Since January, the EURUSD has essentially been driven by the S&P realized volatility, while US short rates explain it only when the influence of equity volatility is removed.
Fed's fears mean higher yields and vulnerable US equities (strong negative correlation), which implies higher S&P volatility; this, in turn, leads to a lower EURUSD.
Thus, we think that it is wise to fetch 8-9 times leveraging effects between 1.0450 and 1.0750 selling the bottom of the range.
Fundamentally, a December hike would not come as a complete surprise, so that the EURUSD is unlikely to break 1.05.
We, therefore, advocate setting a downside KO at 1.0470, just below the multi-year low at 1.0458 (16 March 2015).

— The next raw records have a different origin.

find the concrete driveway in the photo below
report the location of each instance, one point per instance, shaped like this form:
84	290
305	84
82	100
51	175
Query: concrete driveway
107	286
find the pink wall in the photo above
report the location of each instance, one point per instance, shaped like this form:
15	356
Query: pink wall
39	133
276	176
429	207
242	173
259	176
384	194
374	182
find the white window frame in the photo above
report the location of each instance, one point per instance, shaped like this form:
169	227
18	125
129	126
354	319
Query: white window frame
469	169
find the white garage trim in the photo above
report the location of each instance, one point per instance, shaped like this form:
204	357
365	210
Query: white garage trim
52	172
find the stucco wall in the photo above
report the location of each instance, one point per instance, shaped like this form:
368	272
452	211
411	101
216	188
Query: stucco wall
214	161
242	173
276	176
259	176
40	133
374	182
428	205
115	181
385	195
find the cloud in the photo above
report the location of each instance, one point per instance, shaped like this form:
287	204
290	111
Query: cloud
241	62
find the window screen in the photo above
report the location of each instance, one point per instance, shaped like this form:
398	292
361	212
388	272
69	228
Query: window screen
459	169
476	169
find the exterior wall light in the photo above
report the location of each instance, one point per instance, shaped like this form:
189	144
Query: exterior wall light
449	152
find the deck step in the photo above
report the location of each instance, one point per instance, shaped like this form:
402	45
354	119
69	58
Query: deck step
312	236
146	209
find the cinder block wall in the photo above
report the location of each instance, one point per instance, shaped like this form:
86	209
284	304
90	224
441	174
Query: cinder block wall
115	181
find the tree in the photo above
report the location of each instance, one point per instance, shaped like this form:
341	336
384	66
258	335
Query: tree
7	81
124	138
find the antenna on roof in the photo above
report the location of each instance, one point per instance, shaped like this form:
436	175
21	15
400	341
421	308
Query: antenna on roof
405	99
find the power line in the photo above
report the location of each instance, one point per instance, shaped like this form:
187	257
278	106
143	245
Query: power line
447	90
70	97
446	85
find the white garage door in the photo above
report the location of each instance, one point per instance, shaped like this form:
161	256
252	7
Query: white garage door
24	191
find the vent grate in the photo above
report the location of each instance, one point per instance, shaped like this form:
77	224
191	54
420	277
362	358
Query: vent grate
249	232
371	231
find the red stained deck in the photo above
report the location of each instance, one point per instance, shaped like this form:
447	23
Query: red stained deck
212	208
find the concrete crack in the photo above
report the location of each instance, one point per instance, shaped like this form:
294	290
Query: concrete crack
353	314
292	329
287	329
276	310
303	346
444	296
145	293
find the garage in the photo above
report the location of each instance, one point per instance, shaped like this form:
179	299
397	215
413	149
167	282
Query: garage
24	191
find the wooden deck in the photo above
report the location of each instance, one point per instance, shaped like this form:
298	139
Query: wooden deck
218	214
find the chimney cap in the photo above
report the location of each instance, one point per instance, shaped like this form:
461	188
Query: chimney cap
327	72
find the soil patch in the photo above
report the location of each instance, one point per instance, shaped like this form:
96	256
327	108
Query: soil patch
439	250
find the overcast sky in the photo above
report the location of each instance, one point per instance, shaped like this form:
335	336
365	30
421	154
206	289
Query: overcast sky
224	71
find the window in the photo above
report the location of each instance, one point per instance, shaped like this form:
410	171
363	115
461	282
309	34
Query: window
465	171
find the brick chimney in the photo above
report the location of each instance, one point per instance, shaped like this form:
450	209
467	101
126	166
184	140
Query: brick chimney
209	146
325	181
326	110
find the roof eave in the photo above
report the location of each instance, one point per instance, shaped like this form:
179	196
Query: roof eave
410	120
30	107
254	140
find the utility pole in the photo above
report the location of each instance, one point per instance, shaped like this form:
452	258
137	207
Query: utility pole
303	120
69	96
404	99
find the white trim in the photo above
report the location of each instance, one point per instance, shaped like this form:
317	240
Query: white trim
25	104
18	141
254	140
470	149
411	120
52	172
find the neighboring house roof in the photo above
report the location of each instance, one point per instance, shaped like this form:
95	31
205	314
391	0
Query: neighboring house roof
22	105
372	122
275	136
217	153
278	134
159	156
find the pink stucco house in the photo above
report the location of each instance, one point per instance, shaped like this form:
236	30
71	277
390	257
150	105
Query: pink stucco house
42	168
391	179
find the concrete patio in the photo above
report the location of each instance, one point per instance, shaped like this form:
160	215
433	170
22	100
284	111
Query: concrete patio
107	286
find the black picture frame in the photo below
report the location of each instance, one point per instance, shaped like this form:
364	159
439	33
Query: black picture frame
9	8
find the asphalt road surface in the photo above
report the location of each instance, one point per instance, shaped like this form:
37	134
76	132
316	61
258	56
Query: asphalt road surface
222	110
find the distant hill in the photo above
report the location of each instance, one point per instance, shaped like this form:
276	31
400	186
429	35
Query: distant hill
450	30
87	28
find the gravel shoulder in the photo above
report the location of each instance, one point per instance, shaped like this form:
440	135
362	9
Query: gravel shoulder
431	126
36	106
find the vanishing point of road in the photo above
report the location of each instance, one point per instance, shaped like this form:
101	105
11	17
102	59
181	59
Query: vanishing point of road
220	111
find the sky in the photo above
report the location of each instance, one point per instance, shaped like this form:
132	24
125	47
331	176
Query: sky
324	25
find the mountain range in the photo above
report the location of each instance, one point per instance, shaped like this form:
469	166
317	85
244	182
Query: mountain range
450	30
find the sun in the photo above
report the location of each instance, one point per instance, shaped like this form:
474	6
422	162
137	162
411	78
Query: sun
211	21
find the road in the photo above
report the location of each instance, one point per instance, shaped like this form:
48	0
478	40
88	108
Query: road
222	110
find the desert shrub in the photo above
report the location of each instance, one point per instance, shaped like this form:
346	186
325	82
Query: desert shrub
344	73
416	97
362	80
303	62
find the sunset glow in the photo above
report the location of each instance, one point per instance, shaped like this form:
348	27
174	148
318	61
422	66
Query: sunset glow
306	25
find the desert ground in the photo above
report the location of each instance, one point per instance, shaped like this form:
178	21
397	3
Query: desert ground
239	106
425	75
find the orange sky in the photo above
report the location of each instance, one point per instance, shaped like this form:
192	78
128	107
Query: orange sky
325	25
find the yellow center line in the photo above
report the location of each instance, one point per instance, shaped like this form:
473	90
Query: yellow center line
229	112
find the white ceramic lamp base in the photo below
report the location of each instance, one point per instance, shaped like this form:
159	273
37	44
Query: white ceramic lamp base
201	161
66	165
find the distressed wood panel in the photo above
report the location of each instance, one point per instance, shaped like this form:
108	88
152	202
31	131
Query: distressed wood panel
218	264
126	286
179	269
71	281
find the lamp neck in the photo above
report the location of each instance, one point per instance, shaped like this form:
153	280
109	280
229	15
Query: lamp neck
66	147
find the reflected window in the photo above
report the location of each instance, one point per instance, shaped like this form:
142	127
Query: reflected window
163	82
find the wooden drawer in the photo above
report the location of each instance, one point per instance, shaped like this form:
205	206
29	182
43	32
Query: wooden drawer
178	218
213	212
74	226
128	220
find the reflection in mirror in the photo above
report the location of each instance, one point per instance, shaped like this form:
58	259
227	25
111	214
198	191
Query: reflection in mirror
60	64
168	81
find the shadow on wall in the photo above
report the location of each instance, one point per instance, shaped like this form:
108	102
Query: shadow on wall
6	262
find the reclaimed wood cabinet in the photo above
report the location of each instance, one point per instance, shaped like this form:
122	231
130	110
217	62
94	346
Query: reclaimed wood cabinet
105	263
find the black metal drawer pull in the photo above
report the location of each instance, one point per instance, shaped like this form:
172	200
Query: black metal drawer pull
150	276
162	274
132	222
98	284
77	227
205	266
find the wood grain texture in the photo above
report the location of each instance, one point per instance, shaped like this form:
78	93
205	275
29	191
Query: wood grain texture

As you could observe the positive skews signify the OTC FX hedging interests towards OTM put strikes, the negative skew drives in downside volatility, so that such a barrier appealingly discounts put options.
Shorting expensive volatility is the smart option trade idea in this scenario. Instead of targeting the exact level where the EURUSD would head in next two months in a bearish scenario, we trade a sub-range, namely the portion of the full range below the 1.08 support.
A digital put is similar to a very tight put spread around the strike so that the option is short vega on the downside.
Well, the execution goes this way:
Buy EURUSD 2m digital put (European style options), strike 1.0750 KO 1.0470 with the indicative offer: 10% (vs 23% without barrier spot ref: 1.1010). The EURUSD option with 2m tenor encompasses the Fed meeting in December.
With the RKO barrier, the exotic option becomes fully short vega, no matter the spot level, which is convenient, as EURUSD 2m implied volatility is trading significantly above the 2m realized volatility.
The risk is limited to the extent of premium, the investors buying a digital put with a knockout cannot lose more than the premium paid in the event of EURUSD touching 1.0470 on expiration (i.e. at any time within the next two months), or trading above 1.0750 in exactly two months.